In the end German naval activity out of Bruges was hardly hindered; most of the boats could use the Ostend canal and a passage was dredged around the block ships at Zeebrugge. On the other hand, the Zeebrugge raid, despite its ultimate failure, was nevertheless heroic, earning eight Victoria Crosses, and the British war propaganda machine made the raid an Allied victory.  And the memory endured: at a military tattoo in London in 1977 I saw the assault on the Zeebrugge mole reenacted.

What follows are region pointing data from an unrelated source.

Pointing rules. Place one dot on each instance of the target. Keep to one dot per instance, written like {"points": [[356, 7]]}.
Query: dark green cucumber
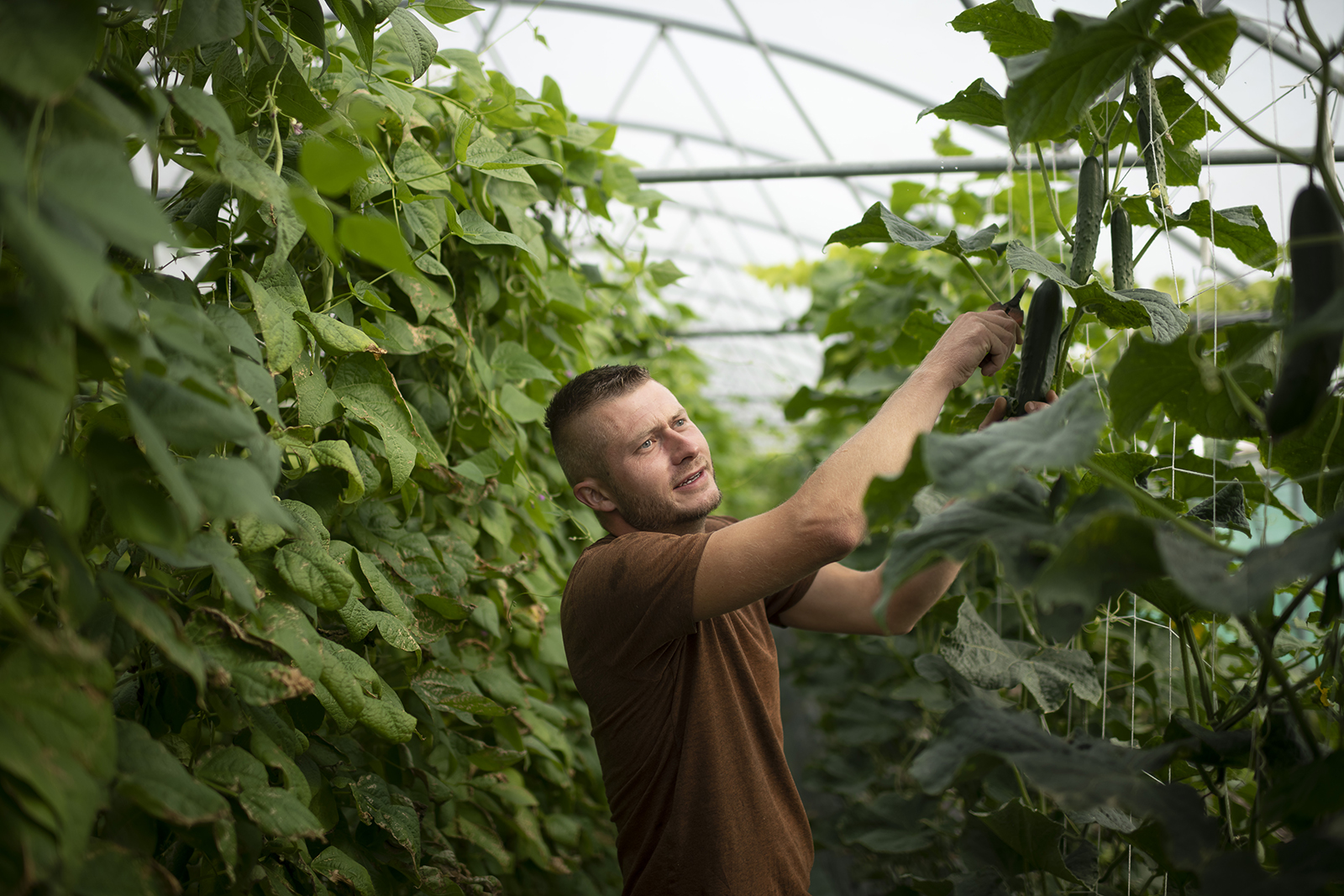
{"points": [[1039, 345], [1121, 249], [1316, 249], [1092, 203], [1152, 128]]}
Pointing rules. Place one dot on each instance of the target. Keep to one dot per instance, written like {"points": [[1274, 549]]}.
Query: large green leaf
{"points": [[1202, 570], [378, 806], [1207, 40], [313, 574], [1050, 90], [58, 736], [340, 868], [375, 239], [979, 103], [207, 22], [46, 47], [93, 181], [417, 40], [880, 224], [284, 338], [418, 168], [448, 11], [1081, 773], [1011, 520], [1131, 308], [159, 783], [1011, 27], [1189, 391], [156, 625], [279, 813], [37, 380], [1032, 836], [233, 768], [331, 165], [988, 661], [245, 170], [1059, 437]]}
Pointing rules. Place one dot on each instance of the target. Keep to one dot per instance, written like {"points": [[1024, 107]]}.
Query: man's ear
{"points": [[591, 493]]}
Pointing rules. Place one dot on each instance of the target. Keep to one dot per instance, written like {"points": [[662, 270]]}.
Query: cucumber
{"points": [[1316, 250], [1039, 345], [1121, 249], [1092, 202], [1152, 128]]}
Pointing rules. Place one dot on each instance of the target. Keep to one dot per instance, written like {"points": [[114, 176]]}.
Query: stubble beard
{"points": [[662, 515]]}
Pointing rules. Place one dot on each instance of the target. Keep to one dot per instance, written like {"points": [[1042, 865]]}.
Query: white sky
{"points": [[593, 56]]}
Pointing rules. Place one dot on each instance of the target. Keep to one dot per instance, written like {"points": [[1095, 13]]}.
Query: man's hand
{"points": [[1000, 409], [974, 340]]}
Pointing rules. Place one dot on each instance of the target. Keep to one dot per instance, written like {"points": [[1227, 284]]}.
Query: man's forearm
{"points": [[880, 448], [914, 597]]}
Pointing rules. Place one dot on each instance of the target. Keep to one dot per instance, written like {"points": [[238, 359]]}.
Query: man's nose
{"points": [[683, 446]]}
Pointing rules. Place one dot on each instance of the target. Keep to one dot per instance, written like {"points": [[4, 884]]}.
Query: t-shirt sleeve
{"points": [[781, 600], [629, 600]]}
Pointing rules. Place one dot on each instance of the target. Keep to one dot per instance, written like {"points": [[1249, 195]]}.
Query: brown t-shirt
{"points": [[685, 716]]}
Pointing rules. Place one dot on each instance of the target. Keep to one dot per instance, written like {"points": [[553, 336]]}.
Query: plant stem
{"points": [[1231, 116], [1151, 241], [1326, 453], [985, 286], [1050, 197], [1184, 665], [1158, 508], [1281, 678], [1324, 160], [1062, 355], [1297, 600], [1200, 669]]}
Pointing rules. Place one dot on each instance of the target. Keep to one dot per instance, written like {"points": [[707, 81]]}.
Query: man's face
{"points": [[659, 476]]}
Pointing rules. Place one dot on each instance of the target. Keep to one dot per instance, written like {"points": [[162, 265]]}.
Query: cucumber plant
{"points": [[1135, 685]]}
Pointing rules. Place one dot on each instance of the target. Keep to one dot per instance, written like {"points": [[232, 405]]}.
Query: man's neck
{"points": [[617, 526]]}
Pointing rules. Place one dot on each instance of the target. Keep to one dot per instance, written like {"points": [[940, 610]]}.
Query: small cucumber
{"points": [[1121, 249], [1039, 345], [1152, 128], [1316, 249], [1092, 202]]}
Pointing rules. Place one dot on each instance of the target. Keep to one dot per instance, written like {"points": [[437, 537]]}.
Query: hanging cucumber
{"points": [[1121, 249], [1092, 203], [1316, 250], [1039, 345], [1152, 129]]}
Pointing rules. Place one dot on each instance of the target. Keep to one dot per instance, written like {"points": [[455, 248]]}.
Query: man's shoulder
{"points": [[644, 539], [618, 550]]}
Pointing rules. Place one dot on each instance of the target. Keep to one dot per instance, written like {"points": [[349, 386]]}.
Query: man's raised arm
{"points": [[824, 520]]}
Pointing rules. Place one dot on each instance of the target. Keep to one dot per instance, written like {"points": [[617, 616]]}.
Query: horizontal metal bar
{"points": [[696, 27], [1283, 49], [949, 164]]}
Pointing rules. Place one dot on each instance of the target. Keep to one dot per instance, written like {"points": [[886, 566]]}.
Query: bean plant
{"points": [[282, 537]]}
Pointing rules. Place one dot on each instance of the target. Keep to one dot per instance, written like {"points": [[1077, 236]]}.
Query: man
{"points": [[665, 621]]}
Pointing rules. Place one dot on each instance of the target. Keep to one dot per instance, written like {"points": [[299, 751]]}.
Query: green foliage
{"points": [[1139, 665], [284, 539]]}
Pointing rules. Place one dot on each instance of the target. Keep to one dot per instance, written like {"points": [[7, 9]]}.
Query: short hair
{"points": [[578, 452]]}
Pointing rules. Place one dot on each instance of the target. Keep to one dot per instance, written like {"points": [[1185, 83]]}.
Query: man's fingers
{"points": [[1041, 406], [1003, 333]]}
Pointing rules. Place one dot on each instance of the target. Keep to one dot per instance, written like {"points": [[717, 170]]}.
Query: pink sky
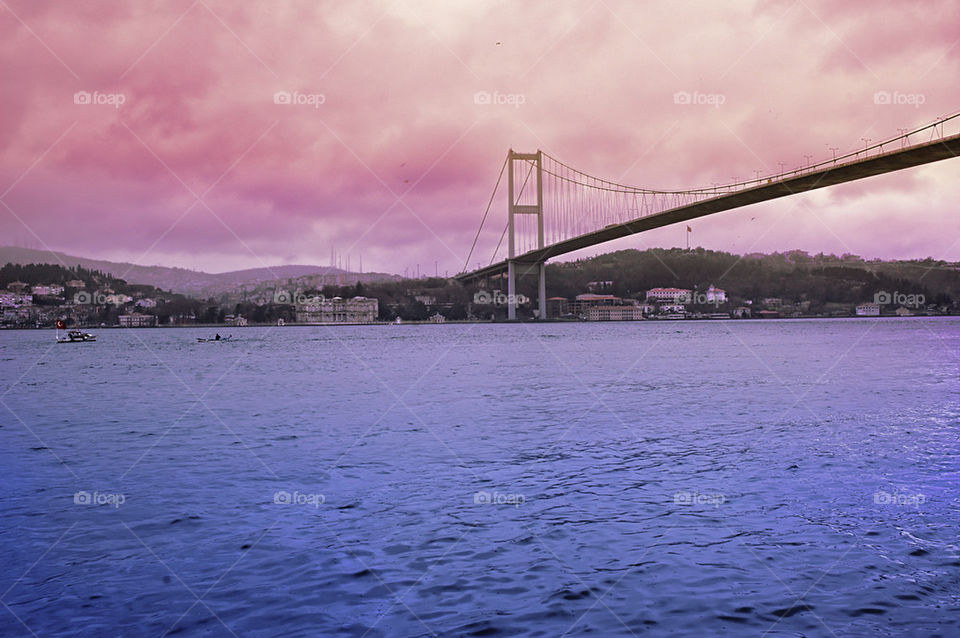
{"points": [[398, 161]]}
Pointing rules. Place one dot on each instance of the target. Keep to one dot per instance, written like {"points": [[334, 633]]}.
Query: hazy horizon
{"points": [[155, 135]]}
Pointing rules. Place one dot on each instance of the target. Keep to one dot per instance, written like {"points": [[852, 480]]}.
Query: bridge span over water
{"points": [[555, 209]]}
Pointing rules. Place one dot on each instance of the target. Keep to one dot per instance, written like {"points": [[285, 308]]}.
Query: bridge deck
{"points": [[899, 159]]}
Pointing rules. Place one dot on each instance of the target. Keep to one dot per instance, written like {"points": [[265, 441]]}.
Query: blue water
{"points": [[748, 478]]}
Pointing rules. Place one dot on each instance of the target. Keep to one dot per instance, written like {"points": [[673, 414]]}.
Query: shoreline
{"points": [[221, 326]]}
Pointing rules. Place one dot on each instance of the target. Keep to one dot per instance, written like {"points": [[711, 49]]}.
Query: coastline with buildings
{"points": [[604, 288]]}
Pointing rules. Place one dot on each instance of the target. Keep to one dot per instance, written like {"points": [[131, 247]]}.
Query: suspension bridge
{"points": [[553, 209]]}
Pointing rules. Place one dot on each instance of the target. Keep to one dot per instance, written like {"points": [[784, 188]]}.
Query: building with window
{"points": [[53, 290], [614, 313], [137, 320], [716, 295], [339, 310], [669, 295], [557, 306]]}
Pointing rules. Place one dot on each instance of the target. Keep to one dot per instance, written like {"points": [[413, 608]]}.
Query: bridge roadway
{"points": [[915, 155]]}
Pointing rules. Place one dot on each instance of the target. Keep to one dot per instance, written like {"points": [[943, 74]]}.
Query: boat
{"points": [[77, 336]]}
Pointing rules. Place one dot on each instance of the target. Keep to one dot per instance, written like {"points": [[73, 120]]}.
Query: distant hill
{"points": [[190, 282]]}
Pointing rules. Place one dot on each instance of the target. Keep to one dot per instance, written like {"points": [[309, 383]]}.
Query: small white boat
{"points": [[77, 336]]}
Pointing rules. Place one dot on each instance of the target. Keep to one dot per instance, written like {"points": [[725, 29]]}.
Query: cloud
{"points": [[388, 110]]}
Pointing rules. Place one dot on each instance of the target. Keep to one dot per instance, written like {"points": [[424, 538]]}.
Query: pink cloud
{"points": [[398, 117]]}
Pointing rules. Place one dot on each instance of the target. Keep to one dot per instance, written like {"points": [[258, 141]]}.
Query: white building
{"points": [[53, 290], [716, 295], [669, 295], [137, 320], [614, 313], [339, 310], [15, 299]]}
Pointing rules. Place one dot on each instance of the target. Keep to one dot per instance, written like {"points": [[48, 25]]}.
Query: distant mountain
{"points": [[191, 282]]}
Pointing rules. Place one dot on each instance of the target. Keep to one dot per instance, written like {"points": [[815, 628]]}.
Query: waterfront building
{"points": [[137, 320], [557, 306], [339, 310], [716, 295], [614, 313], [667, 295], [868, 310], [52, 290]]}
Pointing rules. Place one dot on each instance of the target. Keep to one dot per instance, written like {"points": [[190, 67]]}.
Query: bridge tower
{"points": [[515, 207]]}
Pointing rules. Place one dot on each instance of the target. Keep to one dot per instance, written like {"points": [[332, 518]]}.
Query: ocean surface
{"points": [[739, 478]]}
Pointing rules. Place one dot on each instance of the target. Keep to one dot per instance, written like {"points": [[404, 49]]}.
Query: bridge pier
{"points": [[517, 204], [511, 291], [519, 269]]}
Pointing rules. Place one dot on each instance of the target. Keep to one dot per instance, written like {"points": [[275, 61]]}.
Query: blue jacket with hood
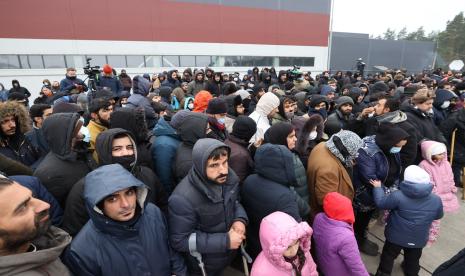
{"points": [[108, 247], [413, 209], [164, 152], [207, 209]]}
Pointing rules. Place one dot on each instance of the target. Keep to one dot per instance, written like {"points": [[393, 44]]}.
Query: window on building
{"points": [[170, 61], [202, 61], [117, 61], [187, 61], [135, 61], [153, 61], [54, 61], [36, 62], [97, 60]]}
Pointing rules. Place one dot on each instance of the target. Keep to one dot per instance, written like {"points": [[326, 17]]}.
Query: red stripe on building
{"points": [[159, 20]]}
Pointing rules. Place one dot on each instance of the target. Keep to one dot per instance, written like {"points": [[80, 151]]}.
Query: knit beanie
{"points": [[387, 135], [379, 86], [244, 128], [217, 106], [267, 103], [344, 100], [338, 207], [345, 145], [277, 134], [415, 174], [107, 69], [179, 118], [64, 107]]}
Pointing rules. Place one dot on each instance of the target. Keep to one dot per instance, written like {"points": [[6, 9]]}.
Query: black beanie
{"points": [[388, 135], [277, 134], [217, 106], [244, 128]]}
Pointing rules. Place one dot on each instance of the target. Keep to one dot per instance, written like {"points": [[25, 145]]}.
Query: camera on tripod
{"points": [[91, 71]]}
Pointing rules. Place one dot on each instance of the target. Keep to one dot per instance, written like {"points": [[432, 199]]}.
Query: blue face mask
{"points": [[395, 150], [222, 120]]}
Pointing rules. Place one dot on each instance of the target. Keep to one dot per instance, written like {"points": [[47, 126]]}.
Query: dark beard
{"points": [[12, 241]]}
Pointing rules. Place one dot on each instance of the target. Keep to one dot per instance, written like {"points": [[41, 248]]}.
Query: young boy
{"points": [[413, 209]]}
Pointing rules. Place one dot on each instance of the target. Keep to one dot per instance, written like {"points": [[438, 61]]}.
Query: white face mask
{"points": [[445, 105], [313, 135]]}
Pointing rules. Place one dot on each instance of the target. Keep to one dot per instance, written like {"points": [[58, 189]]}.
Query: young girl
{"points": [[436, 165], [285, 248]]}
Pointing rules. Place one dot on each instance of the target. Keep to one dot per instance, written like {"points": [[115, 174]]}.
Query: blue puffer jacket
{"points": [[414, 208], [269, 190], [208, 210], [371, 163], [164, 153], [108, 247]]}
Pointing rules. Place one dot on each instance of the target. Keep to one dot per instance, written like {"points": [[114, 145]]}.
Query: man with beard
{"points": [[71, 83], [126, 235], [68, 160], [114, 146], [14, 123], [28, 244], [205, 216], [100, 110]]}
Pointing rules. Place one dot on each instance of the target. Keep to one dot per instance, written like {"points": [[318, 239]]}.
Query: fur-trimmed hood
{"points": [[279, 230], [19, 111]]}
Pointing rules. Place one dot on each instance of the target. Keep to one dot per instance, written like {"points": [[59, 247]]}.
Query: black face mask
{"points": [[125, 161]]}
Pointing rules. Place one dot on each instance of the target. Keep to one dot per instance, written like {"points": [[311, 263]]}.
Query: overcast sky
{"points": [[375, 16]]}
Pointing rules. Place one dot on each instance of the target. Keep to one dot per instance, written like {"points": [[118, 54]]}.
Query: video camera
{"points": [[91, 71]]}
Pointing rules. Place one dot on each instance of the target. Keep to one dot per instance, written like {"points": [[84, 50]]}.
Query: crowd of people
{"points": [[190, 173]]}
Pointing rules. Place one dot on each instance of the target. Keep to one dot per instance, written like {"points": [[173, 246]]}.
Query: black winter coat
{"points": [[268, 190], [62, 167]]}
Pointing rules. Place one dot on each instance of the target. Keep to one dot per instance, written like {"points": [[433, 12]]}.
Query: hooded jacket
{"points": [[267, 103], [62, 167], [278, 231], [76, 216], [199, 206], [140, 89], [269, 190], [196, 86], [424, 125], [336, 248], [413, 209], [408, 154], [133, 121], [441, 175], [17, 146], [164, 152], [108, 247], [45, 261], [191, 130]]}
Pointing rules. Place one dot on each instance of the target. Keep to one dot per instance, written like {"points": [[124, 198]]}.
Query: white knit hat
{"points": [[415, 174]]}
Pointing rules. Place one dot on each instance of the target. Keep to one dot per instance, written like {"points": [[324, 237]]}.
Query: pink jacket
{"points": [[277, 232], [441, 175]]}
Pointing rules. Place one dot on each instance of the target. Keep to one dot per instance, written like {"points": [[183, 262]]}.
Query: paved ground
{"points": [[451, 241]]}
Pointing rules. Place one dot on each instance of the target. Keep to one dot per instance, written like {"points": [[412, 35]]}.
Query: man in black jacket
{"points": [[205, 216], [113, 146]]}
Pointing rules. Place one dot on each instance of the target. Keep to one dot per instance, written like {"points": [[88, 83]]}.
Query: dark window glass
{"points": [[9, 62], [54, 61], [135, 61], [153, 61], [117, 61], [170, 61], [36, 62], [97, 60], [203, 61], [187, 61], [232, 61], [24, 62]]}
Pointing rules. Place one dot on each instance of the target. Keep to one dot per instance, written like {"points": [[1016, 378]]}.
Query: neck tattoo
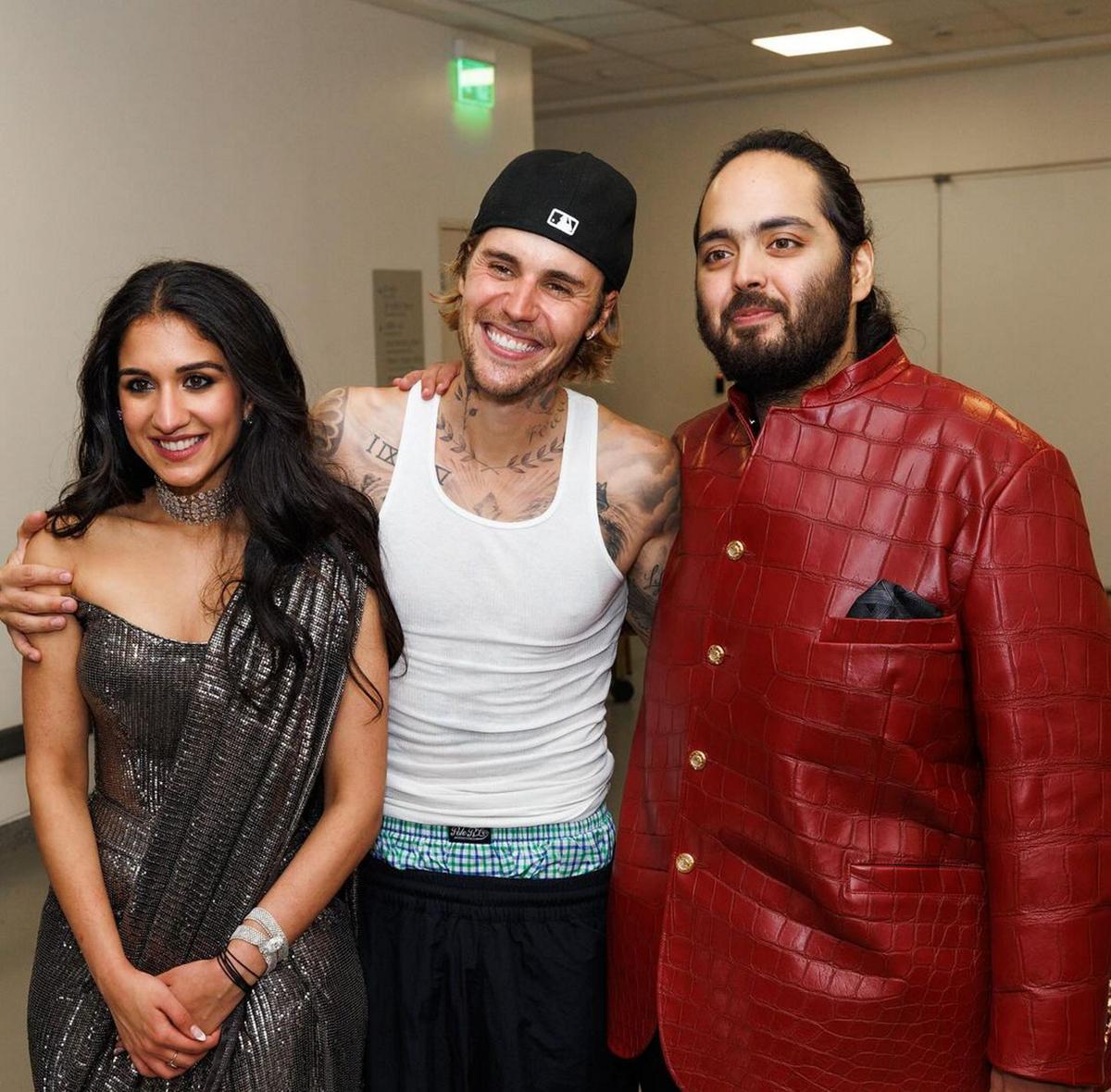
{"points": [[208, 506]]}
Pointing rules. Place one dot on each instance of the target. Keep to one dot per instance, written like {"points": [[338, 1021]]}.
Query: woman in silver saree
{"points": [[233, 647]]}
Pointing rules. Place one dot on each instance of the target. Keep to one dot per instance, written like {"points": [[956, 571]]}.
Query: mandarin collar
{"points": [[847, 383]]}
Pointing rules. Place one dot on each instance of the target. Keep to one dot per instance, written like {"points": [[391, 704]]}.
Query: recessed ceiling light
{"points": [[822, 42]]}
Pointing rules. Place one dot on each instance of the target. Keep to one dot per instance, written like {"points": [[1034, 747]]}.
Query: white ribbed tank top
{"points": [[510, 636]]}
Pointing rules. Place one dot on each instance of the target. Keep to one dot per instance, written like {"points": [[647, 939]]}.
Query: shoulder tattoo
{"points": [[328, 422]]}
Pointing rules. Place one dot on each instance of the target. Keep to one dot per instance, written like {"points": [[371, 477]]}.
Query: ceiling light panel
{"points": [[822, 42]]}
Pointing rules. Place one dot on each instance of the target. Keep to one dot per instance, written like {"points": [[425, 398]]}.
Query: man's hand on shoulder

The Vindictive at the mole

The Vindictive back home

 

 

 

 

 

 

 

Finally, an event with little drama and little effect. On 10 April (or sometime in June; it is not clear) a German submarine shelled Monrovia, the capital of Liberia, the African state established by emancipated American slaves.  Liberia had declared war on 4 August 1917 and subsequently confiscated German property and sent a tiny contingent of troops to France.  In consequence the Germans decided to lob a few shells at Monrovia’s radio station.  Take that America.

Daniel Howard 16th president of Liberia

Oh, on 28 April Gavrilo Princip, the Serbian nationalist assassin who started all the madness by shooting the Austrian Archduke in Sarajevo four years earlier, died in prison of skeletal tuberculosis.